The third group is the real working state of the parser. This where results that will be part of the Ast are accumulated. This third group is very important since it is the core of what the parser is building.

  • errors is the list of errors as the parser progresses. Most well-behaved parsers attempt to continue parsing in various error scenarios and Zig’s parser is no different. The Zig parser will accumulate errors in this field and attempt to continue parsing.
  • nodes is the list of AST nodes. This starts empty and is slowly built up as the parser continues. Understanding the structure of an AST node is extremely important and is covered in the next section.
  • extra_data is a list of additional information that an AST node may need. For example, for a struct, extra_data contains the full list of all the struct members. This is again an example of data-oriented design; an alternate approach would be to put the extra data directly on a Node, but this makes the overall parser slower since it forces each Node to be much larger.
  • scratch is temporary work space shared by the parser, usually to build up information for nodes or extra data. This is deallocated once the parser is done working.

Anatomy of an AST Node

The result of a parse is a list of AST nodes. Note that the AST itself is still a tree, but the result returned by the parser contains the list of the nodes in the tree since that is how a tree is represented in-memory.

The AST node structures can be confusing because there is a lot of indirection on top of the data itself being stored in a MultiArrayList. I recommend re-reading this section repeatedly to ensure you understand the structure of an AST node. While learning the internals of the Zig compiler, a lack of a complete understanding of this data pattern caused a lot of issues, because this pattern is reused in every subsequent stage of the compiler.

The AST structures can be found in lib/std/zig/Ast.zig. The primary structure is Node:

pub const Node = struct {
    tag: Tag,
    main_token: TokenIndex,
    data: Data,

    pub const Data = struct {
        lhs: Index,
        rhs: Index,
    };

    pub const Index = u32;
};

Note that the parser itself stores nodes in a NodeList, which is a MultiArrayList(Node), meaning it is the Node structure with each field stored in a separate contiguous block of memory. Conceptually, you can think of nodes as single structs as shown above, but concretely, the fields are split when used.

The node tag is an enum of possible AST node types. For example, fn_decl for a function declaration, integer_literal for a literal integer, builtin_call for calling a builtin such as @enumToInt.

The main_token field isn’t extremely important to understand right now. It is the main token associated with the AST node. For example for a function declaration it might be fn. The value is an index into the list of tokens used to build the AST.

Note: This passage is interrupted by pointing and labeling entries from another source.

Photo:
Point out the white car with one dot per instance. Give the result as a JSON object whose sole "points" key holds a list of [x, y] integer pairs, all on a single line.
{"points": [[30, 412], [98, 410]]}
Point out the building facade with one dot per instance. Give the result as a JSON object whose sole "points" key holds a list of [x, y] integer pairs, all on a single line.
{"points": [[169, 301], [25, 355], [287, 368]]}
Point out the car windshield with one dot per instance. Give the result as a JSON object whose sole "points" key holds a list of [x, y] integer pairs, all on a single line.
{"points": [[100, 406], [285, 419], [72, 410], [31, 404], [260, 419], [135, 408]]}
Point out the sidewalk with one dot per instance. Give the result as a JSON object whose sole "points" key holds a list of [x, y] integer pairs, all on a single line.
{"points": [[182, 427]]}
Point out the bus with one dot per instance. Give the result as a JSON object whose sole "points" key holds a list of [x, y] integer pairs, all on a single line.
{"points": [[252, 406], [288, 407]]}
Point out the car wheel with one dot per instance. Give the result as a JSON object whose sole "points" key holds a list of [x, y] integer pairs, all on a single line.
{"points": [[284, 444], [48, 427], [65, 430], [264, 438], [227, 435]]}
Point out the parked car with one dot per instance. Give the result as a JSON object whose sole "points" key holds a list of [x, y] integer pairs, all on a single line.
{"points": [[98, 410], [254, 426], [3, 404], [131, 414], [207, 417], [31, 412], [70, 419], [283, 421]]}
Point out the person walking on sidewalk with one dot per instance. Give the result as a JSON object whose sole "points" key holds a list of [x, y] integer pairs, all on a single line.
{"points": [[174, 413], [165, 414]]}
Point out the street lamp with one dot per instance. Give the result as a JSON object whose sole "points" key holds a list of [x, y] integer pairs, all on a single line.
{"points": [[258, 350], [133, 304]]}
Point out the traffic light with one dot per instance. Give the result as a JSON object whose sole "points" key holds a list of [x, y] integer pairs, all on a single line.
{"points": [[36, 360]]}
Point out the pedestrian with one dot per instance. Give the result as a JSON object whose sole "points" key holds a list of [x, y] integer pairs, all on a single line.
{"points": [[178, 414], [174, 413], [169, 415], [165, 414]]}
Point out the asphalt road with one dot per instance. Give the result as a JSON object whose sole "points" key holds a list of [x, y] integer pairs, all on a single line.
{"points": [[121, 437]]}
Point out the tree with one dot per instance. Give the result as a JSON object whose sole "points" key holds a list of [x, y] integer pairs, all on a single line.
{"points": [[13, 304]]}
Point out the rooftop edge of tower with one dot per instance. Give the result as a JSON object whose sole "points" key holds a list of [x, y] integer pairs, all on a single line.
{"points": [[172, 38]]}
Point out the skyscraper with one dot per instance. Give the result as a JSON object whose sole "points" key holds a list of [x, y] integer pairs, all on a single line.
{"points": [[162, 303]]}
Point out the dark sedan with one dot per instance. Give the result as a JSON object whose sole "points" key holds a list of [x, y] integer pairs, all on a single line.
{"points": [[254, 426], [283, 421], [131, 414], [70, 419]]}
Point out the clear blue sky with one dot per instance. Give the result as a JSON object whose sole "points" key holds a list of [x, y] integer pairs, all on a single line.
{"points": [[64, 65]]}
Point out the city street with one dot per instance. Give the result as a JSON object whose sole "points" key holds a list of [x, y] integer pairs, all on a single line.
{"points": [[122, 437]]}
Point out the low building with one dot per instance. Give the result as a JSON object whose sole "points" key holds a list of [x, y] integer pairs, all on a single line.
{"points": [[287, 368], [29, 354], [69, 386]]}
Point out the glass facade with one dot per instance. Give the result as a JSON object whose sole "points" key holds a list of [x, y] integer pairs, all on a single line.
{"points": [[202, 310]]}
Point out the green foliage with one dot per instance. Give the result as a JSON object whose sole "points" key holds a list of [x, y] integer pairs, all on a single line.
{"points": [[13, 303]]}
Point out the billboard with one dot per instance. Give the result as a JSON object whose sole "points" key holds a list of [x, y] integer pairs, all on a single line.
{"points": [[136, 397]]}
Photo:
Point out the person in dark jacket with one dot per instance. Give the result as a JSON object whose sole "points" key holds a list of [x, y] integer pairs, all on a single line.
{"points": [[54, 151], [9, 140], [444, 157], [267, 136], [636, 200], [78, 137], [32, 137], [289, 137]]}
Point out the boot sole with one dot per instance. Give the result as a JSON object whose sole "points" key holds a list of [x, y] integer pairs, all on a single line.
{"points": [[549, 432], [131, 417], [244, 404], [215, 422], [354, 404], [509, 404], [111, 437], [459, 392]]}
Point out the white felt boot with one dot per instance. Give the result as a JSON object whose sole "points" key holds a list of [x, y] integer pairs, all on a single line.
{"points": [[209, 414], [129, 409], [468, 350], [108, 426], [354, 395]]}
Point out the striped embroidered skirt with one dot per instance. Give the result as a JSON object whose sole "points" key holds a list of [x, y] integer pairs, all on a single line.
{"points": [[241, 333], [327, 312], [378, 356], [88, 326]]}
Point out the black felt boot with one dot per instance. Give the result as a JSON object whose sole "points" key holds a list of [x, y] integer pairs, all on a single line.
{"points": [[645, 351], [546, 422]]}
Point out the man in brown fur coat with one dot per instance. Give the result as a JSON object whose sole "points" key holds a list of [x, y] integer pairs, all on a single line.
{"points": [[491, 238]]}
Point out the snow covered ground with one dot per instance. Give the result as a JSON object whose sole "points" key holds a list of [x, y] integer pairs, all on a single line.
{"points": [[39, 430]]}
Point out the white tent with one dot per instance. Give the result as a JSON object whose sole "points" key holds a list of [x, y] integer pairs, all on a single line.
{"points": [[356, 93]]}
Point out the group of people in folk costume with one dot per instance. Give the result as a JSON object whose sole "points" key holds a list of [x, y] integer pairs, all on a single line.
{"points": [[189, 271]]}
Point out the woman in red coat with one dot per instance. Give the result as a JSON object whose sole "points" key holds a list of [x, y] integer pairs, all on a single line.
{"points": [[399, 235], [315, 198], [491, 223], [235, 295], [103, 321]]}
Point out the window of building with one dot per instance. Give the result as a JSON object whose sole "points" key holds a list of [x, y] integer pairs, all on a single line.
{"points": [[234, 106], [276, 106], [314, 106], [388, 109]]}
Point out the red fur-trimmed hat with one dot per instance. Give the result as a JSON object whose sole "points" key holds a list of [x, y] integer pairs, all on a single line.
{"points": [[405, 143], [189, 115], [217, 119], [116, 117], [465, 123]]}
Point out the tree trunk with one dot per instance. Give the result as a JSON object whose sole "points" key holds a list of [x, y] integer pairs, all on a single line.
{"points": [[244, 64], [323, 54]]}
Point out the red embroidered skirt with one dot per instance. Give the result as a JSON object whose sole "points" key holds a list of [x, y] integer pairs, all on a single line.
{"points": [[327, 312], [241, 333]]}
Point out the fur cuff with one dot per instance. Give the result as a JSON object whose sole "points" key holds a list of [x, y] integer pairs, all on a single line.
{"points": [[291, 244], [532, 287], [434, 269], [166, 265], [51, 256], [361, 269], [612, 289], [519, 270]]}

The data field is extremely important. This contains the information associated with an AST node. For example, a function declaration (.tag == .fn_decl) uses data to store the function prototype along with the function body. The data field is covered in detail in the next section.

AST Node Data

A key part of any AST node is data associated with it. For example, a function declaration has a function name, a parameter list, a return type, body, etc. Looking at the Node structure, it isn’t immediately clear where this information might be.

This is an extremely important detail to understand before we can dive into how the parser works. And for those who want to know how the entire compiler pipeline works, this is a particularly critical detail since the AST uses a pattern that is reused throughout the compilation pipeline for other intermediary forms.

Let’s look at how the AST for a function declaration would be structured for the given Zig code:

fn add(a: u8, b: u8) callconv(.C) u8 {
	return a + b;
}

Function Declaration

The root AST node for the function declaration has a tag of fn_decl.

For a fn_decl, the data field lhs stores an index to the function prototype (name, type information, etc.) and the rhs field stores an index to the function body. The only way you’d know this is reading the comments above the .fn_decl tag or reading the source or both.

The index values in lhs and rhs in this case are the array indices for the Node in the NodeList. So you’d find the function prototype in tree.nodes[lhs] (pseudo-code, not strictly correct).

So in this case, both fields of data are used to store NodeList indices. This is one usage of data and how information about an AST node is stored. Next, let’s look at the function prototype to determine how we’d determine the parameter list, return type, and calling convention.

Function Prototype

We can get the function prototype by reading the node at tree.nodes[lhs]. This node will have a tag of fn_proto in this case. This type of AST node stores information about the parameter, calling convention, return type, etc.

This particular AST node type uses lhs and rhs differently. The rhs field is used in the way same way as the function declaration and points to an index in the NodeList for the return type expression (since Zig supports various expressions for a comptime-computed return type in addition to direct type identifiers).

The lhs field, however, does not point to an AST node. Instead, it is an index into the extra_data field (seen in “Anatomy of the Parser”). This index is the starting index for additional metadata. The length of the additional metadata is known ahead of time based on the AST node type. So, instead of tree.nodes[lhs], it is tree.extra_data[lhs] in this case. Important point: lhs/rhs may point to either nodes or extra data.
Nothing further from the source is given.